ABF Dihedral

Dear Lammps users,

I am using lammps-16May18 version to do free-energy calculations using ABF method. Dihedral is my colvar. I broked my reaction coordinate into five windows and the first window spans from 0 to 46 degree, When I performing the free energy calculations I found that in .traj file the dihedral is reaching negative dihedral angles (eg: -52). To avoid this I have used hardlowerbound on but I didn’t see any difference.

As far as I know, this hardlowerbound will set to natural lower limit to the function(colvar). {eg: In case of distance lower limit is 0}

Can anyone please tell me how to restrict my simulations in specified boundaries. Moreover, In the previous versions, there is an option called lowerwallconstant which is not there in the latest version.

I want to calculate the correlation length for the series of biasing forces for that I have to get the instantaneous force on the colvar. From the documentation, I found that “Outputappliedforce on” gives the magnitude of the force. But from the simulations, I found that the force is zero. There is another option “OutputTotalForce on” which gives me non-zero forces under (fk_{name}) name. The distribution of the fk_{name} looks like Gaussian distribution. So please tell me which forces I have to take to calculate error bars.

Thanks,
Divya.

Hello Divya, please check the documentation for wall potentials:
http://colvars.github.io/colvars-refman-lammps/colvars-refman-lammps.html#sec:colvarbias_harmonic_walls
and for the convention used for the dihedral:
http://colvars.github.io/colvars-refman-lammps/colvars-refman-lammps.html#sec:cvc_periodic

The option lowerwallconstant has been replaced by harmonicWalls, but the old syntax is still honored so that older scripts won’t break.

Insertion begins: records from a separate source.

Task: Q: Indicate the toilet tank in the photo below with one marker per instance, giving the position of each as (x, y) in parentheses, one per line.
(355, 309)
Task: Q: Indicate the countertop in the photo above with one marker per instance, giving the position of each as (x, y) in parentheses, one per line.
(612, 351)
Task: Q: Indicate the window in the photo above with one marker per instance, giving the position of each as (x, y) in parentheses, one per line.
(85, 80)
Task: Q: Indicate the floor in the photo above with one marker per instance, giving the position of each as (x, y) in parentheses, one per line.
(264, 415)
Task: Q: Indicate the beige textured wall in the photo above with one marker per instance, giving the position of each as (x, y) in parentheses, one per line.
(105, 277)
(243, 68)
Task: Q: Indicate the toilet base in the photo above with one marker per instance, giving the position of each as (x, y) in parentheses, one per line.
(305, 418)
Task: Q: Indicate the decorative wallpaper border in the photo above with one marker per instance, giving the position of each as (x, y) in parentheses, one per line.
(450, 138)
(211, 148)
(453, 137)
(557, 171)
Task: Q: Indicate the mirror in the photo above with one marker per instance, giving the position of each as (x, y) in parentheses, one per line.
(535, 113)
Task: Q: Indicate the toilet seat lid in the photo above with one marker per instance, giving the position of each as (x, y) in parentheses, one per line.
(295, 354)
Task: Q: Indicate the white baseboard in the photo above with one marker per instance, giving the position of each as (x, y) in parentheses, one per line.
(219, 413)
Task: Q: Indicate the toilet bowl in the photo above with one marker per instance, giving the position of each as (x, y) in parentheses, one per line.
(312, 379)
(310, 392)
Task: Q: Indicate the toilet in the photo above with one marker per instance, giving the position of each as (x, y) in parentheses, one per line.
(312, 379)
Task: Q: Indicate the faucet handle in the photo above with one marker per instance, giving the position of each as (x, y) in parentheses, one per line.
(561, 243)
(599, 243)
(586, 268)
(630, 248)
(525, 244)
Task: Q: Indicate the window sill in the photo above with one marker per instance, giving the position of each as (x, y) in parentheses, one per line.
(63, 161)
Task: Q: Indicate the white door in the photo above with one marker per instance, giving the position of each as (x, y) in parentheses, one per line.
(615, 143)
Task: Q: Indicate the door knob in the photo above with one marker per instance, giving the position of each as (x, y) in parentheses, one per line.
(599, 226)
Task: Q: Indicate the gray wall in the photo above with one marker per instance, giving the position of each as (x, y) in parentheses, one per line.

You also misunderstood the meaning of hardlowerboundary (in addition to misspelling it):
http://colvars.github.io/colvars-refman-lammps/colvars-refman-lammps.html#sec:colvar_general
where it says clearly “This option does not affect simulation results, but enables some internal optimizations.

Lastly, what do you want to compute the error bars of? Please do realize that while an arithmetic mean of a set is a well-defined quantity, measures of dispersion (i.e. error bars) assume that you have a good idea of the underlying statistical distribution of the property you are interested in. Based on that, you can choose a method to estimate this distribution, and only after you decide you can ask clarifications on the technical details about the method of your choice.